楼板对钢筋混凝土框架结构“强梁弱柱”式破坏的影响分析

发布时间：2018-05-15 05:22

本文选题：强梁弱柱 + 楼板　；参考：《中国地震局工程力学研究所》2015年硕士论文

【摘要】：在汶川地震和玉树地震中,很多按现行规范设计的钢筋混凝土框架结构出现了结构抗震设计中极力避免的“强梁弱柱”式破坏,而不是预期的“强柱弱梁”延性破坏机制。这种震害现象引起了研究人员的高度关注,并开展了相关研究。本文在系统总结国内外相关研究的基础上,主要从结构和构件耗能、构件利用率与层间位移角三个角度,就楼板对“强梁弱柱”式破坏的影响进行了研究,主要工作如下:1.对比评述了各国规范对“强柱弱梁”的相关规定。各国规范对于“强柱弱梁”的设计思想都是采用增大柱端弯矩的方法。区别在于计算梁端设计弯矩时,对楼板的考虑:一种是按梁原截面计算梁端设计弯矩,通过提高柱端弯矩增大系数的取值,间接考虑楼板影响;另一种是将楼板对梁的加强作用折算成一定范围内的板,参与梁受弯,按T型截面计算梁端设计弯矩。
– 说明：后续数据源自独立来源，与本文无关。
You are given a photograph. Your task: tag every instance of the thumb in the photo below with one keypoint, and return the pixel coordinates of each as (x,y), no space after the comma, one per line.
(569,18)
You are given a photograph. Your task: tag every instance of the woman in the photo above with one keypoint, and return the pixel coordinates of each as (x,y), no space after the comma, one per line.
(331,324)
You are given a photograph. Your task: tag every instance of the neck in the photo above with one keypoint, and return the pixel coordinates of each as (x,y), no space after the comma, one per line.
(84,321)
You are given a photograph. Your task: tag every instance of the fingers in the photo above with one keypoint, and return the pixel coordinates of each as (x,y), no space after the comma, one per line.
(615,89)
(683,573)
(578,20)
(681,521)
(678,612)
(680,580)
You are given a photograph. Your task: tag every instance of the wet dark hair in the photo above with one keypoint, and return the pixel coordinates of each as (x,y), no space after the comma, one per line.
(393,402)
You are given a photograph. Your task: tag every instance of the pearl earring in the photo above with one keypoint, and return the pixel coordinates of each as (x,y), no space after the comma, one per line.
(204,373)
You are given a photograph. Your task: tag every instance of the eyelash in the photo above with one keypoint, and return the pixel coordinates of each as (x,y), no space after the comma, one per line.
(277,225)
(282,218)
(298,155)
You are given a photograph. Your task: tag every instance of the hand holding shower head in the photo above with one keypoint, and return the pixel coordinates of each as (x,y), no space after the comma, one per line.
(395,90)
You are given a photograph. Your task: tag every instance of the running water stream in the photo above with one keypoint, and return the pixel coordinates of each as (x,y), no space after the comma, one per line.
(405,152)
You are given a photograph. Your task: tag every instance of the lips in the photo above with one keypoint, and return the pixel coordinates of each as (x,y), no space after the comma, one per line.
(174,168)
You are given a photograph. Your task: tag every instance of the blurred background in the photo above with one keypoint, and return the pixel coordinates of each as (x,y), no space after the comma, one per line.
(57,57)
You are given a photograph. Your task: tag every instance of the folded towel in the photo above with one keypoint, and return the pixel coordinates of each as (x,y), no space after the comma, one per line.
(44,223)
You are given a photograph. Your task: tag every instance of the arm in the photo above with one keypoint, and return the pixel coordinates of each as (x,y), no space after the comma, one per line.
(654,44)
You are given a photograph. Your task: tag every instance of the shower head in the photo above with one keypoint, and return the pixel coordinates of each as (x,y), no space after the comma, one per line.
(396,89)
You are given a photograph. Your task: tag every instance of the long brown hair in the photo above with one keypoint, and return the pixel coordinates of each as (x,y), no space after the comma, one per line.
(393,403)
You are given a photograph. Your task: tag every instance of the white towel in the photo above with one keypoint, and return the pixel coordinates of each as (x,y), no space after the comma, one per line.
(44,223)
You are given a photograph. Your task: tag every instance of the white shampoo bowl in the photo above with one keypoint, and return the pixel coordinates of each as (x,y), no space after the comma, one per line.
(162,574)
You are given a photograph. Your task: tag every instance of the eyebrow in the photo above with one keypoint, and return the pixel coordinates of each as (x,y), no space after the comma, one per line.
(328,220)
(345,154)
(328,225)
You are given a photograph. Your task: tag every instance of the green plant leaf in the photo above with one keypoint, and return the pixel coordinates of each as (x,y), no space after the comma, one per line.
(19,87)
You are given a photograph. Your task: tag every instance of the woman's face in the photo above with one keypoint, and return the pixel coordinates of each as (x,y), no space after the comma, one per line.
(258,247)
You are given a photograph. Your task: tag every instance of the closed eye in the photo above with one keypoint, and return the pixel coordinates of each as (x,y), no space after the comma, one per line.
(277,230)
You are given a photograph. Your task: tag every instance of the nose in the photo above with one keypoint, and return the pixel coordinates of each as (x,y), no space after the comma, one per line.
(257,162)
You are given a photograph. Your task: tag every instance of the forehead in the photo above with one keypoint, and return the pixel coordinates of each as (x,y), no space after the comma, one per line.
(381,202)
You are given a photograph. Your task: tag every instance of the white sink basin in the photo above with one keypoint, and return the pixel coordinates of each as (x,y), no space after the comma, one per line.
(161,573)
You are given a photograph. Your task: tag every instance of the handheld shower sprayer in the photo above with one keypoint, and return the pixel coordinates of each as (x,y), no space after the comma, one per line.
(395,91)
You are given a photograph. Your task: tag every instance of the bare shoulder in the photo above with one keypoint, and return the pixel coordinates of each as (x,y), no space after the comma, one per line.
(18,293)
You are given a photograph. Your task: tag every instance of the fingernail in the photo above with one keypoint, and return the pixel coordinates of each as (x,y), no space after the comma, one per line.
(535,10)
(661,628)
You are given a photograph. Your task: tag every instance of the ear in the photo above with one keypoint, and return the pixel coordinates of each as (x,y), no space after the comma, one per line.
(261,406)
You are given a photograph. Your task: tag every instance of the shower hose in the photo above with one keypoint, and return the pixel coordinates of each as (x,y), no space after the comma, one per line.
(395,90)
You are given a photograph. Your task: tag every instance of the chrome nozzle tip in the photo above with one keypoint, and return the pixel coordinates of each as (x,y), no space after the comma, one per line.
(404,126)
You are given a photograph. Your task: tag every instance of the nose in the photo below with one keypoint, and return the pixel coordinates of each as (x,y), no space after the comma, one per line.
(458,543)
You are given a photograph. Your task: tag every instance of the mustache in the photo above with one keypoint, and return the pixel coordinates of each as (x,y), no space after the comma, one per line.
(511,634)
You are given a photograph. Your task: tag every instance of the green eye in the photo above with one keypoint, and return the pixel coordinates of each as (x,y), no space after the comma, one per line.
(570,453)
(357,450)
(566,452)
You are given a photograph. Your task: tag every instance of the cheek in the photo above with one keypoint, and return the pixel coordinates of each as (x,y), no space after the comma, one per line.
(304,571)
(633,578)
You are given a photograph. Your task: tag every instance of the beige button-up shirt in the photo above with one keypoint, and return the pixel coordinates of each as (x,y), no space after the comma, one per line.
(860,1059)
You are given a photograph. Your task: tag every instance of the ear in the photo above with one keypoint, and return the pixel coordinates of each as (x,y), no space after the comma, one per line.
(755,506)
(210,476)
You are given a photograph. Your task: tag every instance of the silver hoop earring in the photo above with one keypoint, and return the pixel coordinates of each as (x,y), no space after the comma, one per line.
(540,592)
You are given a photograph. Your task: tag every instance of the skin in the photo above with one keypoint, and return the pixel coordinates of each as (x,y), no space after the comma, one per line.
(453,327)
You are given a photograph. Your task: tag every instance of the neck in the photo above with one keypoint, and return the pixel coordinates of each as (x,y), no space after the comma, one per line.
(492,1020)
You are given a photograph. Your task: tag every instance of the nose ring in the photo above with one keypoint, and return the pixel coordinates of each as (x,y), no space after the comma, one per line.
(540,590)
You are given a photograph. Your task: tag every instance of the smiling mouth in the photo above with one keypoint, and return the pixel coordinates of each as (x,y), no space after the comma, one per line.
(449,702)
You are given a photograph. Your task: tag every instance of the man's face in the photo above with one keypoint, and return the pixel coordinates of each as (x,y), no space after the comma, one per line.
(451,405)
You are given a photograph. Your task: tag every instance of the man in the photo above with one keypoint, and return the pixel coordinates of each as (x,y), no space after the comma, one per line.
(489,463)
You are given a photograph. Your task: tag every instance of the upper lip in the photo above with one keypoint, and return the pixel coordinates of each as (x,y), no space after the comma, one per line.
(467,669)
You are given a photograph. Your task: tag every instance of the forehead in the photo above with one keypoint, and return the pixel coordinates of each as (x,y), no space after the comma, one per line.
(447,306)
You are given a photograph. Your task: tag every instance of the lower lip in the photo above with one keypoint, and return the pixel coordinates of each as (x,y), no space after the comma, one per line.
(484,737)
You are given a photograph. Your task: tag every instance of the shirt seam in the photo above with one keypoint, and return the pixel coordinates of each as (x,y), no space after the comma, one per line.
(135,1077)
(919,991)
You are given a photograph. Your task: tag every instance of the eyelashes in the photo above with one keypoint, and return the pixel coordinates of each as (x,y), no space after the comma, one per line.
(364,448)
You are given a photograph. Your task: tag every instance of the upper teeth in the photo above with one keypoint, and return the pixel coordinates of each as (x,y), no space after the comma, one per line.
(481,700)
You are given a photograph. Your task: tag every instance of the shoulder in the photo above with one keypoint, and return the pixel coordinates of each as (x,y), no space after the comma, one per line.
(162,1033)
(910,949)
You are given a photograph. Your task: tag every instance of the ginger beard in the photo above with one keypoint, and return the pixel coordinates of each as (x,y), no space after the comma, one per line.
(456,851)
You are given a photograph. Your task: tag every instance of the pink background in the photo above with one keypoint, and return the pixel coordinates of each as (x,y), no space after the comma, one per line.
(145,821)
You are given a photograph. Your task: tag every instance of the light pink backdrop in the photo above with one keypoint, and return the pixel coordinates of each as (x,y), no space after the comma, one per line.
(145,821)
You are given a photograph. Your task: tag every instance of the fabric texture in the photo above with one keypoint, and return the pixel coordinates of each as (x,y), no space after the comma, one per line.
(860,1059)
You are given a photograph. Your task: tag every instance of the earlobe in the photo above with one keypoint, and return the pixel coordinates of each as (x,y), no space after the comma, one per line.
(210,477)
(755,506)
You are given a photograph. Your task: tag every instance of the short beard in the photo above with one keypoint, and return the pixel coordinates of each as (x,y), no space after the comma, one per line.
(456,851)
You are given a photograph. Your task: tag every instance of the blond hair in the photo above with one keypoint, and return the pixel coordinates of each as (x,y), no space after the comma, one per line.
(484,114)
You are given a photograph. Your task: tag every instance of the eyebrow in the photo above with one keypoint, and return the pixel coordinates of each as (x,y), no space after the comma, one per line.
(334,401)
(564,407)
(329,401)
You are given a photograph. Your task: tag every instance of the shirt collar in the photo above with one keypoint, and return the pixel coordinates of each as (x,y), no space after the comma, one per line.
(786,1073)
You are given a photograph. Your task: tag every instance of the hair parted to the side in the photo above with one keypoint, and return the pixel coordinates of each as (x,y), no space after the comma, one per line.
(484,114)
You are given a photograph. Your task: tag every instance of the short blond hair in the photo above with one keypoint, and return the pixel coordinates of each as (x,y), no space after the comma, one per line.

2.研究在不同强度水平地震动作用下,楼板对RC框架结构地震反应的影响。通过将梁和楼板的共同作用简化为不同有效翼缘宽度的T型梁,建立四个分析模型,并对其进行非线性地震反应分析。从结构和构件耗能、构件利用率和层间位移角三个角度的对比分析,发现:1)当地震动强度不大于原结构设防烈度的罕遇地震时,由于楼板对梁的加强作用,随着T型梁有效翼缘宽度的增加,梁中的非弹性耗能减少,而柱的非弹性耗能并未增加;框架结构中的主要受力构件(框架梁和框架柱)的利用率总体在降低;层间位移角减小。2)当地震动强度大于原结构设防烈度的罕遇地震时,由于楼板对梁的加强作用,随着T型梁有效翼缘宽度的增加,梁中的非弹性耗能减少,底层框架柱非弹性耗能增加;总体上梁的利用率降低,柱的利用率提高,特别是底层柱;底层层间位移角增大;结构发生“强梁弱柱”式破坏的可能性增大。3.以汶川地震中倒塌的漩口中学前教学楼作为原型,建立三个分析模型:裸框架模型,按美国ACI规范和新西兰NZS3101规范分别计算T型梁有效翼缘宽度的模型。进一步研究T梁有效翼缘宽度取值对钢筋混凝土框架结构“强梁弱柱”式破坏的影响。通过对比梁抗弯承载力,发现楼板能显著提高梁端负弯矩承载力并影响“强梁弱柱”机制的形成。通过对比结构和构件耗能、构件利用率和结构层间位移,得出楼板提高了梁的刚度和强度,降低了梁的耗能能力,而使底层柱在强地震动下的非弹性耗能、利用率增大,底层的层间最大位移角增大,使底层优先形成薄弱层,增大了结构倒塌的风险,提高了结构发生“强梁弱柱”式破坏的可能性。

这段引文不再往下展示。